Люди и журналы, всерьез занимающиеся литературой, составляют сегодня тонюсенький слой, вдобавок отдельные очаги культуры разбросаны по всей Польше, и говорить о взаимообмене не приходится: тут журнал "Одра", там "Кресы", здесь Мышковский со своим "Квартальником", где-то еще "Зешиты литерацке", где первую скрипку играет Загаевский; Чаплинский в Познани, Яжембский в Кракове… Еще "Лампа" Дунина-Вонсовича, которую я знаю, и журналы молодых, которых я не знаю. Нелегко однозначно сказать, что стоило бы сделать, чтобы изменить положение вещей - культуру невозможно спасти силовыми методами, так, как это когда-то практиковалось: создается журнал, а Министерство культуры выделяет на его издание пару миллионов. Есть, правда, один энтузиаст, но и тот сейчас нездоров - я имею в виду Адама Михника, который пытался как-то все это собрать воедино под крылом "Газеты выборчей", но и там в последнее время такие статьи, как недавняя, принадлежащая перу Марии Яньон, появляются все реже.
Нет у нас издания, где могли бы печататься обзоры действительно важных событий общекультурного значения. ПНР была меценатом с крутым характером, который безжалостно обрезал цензурной гильотиной многие стоящие вещи, а то, что ей подходило и могло найти признание в глазах мира, официальной пропагандой поднималось на щит как высшие культурные ценности.

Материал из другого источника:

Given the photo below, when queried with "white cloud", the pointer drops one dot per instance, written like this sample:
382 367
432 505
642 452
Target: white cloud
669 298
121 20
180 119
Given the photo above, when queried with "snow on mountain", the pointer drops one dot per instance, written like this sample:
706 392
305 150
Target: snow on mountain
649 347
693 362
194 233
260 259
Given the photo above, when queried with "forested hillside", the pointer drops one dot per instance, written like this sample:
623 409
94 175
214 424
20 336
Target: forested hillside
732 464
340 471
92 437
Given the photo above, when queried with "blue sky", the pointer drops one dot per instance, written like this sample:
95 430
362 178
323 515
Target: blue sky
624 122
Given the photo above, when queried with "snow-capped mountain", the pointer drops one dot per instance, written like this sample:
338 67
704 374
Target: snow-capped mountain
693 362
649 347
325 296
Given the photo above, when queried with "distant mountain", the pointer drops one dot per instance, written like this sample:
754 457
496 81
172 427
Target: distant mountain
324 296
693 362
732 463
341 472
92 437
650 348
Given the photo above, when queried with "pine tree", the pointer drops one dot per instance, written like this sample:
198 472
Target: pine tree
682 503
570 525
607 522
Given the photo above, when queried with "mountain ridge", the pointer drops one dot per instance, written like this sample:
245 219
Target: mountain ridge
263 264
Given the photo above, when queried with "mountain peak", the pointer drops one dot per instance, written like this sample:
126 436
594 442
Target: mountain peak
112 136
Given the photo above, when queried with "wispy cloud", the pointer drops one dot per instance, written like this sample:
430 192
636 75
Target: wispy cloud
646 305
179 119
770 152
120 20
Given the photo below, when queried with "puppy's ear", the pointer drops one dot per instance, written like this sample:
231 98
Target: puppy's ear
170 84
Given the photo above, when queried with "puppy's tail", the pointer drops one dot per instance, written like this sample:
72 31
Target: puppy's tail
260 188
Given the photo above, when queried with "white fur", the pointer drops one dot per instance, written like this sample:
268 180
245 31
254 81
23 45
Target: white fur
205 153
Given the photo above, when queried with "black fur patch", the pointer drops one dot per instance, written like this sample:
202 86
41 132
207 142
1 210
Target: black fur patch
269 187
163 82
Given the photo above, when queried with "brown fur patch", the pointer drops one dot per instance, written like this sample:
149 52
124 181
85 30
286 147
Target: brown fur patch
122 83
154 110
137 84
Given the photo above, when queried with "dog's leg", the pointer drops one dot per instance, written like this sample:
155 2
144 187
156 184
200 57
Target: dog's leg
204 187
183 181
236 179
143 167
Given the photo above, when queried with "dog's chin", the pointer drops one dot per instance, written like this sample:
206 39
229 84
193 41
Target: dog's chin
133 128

Сегодня же все делается от случая к случаю, можно сказать, царит хаос. Сперва была школа с достаточно суровым режимом, детей загоняли в классы насильно, а потом вдруг звонок, перемена, все разбежались, и больше никто ничего ни от кого не требует. С трибуны сейма не слыхать ни одного словечка о культуре. Зато иногда до меня доходят слухи, что этот Лем - старый дед, который питается неходовыми, немодными новостями из допотопных времен. Но мода не в том, чтоб снять трусы и так ходить!
Уход из жизни Милоша был равносилен тому, как если бы обрушился Гевонт. Его духовное присутствие было настолько мощным, что ощущалось чуть ли не физически. Почти в каждом номере "Тыгодника" печатался милошевский текст, и создавалось впечатление, что он всегда на страже. Таких художников с их великим творчеством не заменишь компьютерными играми.